Entre-temps, la FTQ-Construction trouve un allié de premier plan en la personne de Denis McDermott, le président du CTC. La lutte qui s’ouvre entre les unions internationales et les sections locales autonomistes va obliger les décideurs syndicaux à faire les choix qui s’imposent. Mais ces choix ne sont pas toujours faciles dans la mesure où la réalité syndicale n’est pas la même sur l’ensemble du territoire canadien. Or, en suspendant le «Building Trades», le CTC prend clairement position en faveur de cette réalité qui se veut propre au Québec. Mais dans les faits, elle n’est pas uniquement le propre du Québec. Elle chemine aussi dans le reste du Canada à la différence que dans le reste du pays, elle voyage plus lentement. Mais là aussi, les syndicats du bâtiment connaîtront d’importantes crises.

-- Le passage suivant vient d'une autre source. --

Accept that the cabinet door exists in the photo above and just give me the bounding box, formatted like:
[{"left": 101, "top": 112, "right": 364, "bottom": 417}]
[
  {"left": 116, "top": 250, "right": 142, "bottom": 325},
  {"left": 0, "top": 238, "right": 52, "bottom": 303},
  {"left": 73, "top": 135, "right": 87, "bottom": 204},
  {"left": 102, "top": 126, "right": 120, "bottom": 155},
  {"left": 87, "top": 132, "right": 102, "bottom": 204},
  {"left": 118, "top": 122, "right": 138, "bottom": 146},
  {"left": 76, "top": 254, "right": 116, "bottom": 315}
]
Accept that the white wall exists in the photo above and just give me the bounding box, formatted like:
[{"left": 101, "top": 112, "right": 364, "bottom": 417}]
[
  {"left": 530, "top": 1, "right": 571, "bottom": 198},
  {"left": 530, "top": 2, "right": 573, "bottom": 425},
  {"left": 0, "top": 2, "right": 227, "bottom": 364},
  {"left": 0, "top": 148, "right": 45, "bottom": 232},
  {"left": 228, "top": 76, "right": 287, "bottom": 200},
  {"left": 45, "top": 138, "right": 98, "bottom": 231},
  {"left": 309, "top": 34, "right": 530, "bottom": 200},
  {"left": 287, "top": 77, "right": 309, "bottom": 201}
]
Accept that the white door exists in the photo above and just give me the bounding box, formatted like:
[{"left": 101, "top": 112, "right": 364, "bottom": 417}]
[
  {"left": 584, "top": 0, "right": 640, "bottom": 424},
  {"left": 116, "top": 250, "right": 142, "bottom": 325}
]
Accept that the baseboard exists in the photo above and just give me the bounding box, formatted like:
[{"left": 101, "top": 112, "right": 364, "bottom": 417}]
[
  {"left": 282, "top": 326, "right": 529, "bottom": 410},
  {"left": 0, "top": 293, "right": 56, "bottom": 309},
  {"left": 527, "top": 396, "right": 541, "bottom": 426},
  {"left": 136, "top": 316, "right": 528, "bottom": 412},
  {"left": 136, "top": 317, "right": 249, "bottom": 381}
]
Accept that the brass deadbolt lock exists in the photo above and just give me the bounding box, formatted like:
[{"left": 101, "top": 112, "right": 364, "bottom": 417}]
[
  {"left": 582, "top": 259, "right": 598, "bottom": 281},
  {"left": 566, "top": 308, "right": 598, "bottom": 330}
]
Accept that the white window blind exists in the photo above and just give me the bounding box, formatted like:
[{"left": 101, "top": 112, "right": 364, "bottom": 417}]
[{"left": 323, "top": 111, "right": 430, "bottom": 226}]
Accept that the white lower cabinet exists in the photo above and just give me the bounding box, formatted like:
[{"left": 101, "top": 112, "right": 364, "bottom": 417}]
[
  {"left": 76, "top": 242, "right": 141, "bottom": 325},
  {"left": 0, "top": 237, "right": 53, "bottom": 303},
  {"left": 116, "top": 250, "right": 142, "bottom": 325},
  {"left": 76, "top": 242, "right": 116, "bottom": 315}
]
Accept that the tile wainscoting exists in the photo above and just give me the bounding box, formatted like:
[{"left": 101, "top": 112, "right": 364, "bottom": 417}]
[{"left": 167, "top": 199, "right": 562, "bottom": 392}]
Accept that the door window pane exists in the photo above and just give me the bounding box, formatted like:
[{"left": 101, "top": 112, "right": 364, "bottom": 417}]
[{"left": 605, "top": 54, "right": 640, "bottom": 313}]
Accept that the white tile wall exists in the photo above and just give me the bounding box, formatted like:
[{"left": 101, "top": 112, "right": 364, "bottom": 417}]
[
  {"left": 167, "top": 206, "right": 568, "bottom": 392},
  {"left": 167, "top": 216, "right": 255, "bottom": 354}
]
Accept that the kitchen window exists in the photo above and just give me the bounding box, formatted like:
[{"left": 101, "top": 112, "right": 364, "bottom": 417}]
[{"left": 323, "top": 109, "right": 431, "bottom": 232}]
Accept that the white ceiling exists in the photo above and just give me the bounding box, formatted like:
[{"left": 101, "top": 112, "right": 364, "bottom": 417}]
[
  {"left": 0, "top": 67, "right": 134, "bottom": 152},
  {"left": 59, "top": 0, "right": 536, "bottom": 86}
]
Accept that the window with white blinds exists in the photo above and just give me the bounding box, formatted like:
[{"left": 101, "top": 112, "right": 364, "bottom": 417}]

La FTQ-Construction n’avait pas attendu l’échéance pour se structurer. En 1980, un nouveau comité exécutif est formé et le 19 novembre, la FTQ-Construction tient la première assemblée mensuelle des directeurs et représentants. Durant les mois qui vont suivre, la nouvelle direction de la FTQ-Construction, Jean-Paul Rivard en tête, s’active à la préparation de ce premier vote déterminant, non seulement pour la FTQ-Construction, mais du mouvement syndical en général, car la naissance de la FTQ-Construction procède de deux conditions : l’autonomie politique et la volonté de faire évoluer le syndicalisme dans la construction.

Il faut aussi prévoir à plus long terme, car après le vote de ce début d’année qui départage l’appartenance de chacune des sections locales, il faut aussi prendre en considération qu’à l’automne 1981 se tiendra la campagne de «maraudage» pour l’ensemble des travailleuses et des travailleurs de la construction.

Au soir des résultats du premier vote, la FTQ-Construction représente encore 72,1% des travailleurs de l’ancienne association et le CPQMC-I en représente désormais 27,9%. Cependant, sur le nombre total des travailleurs de la construction, la FTQ-Construction en représente 49,3% alors que le Conseil compte pour 19,1% des adhérents possibles.

Puis en novembre 1981, perd 4% de son «membership ».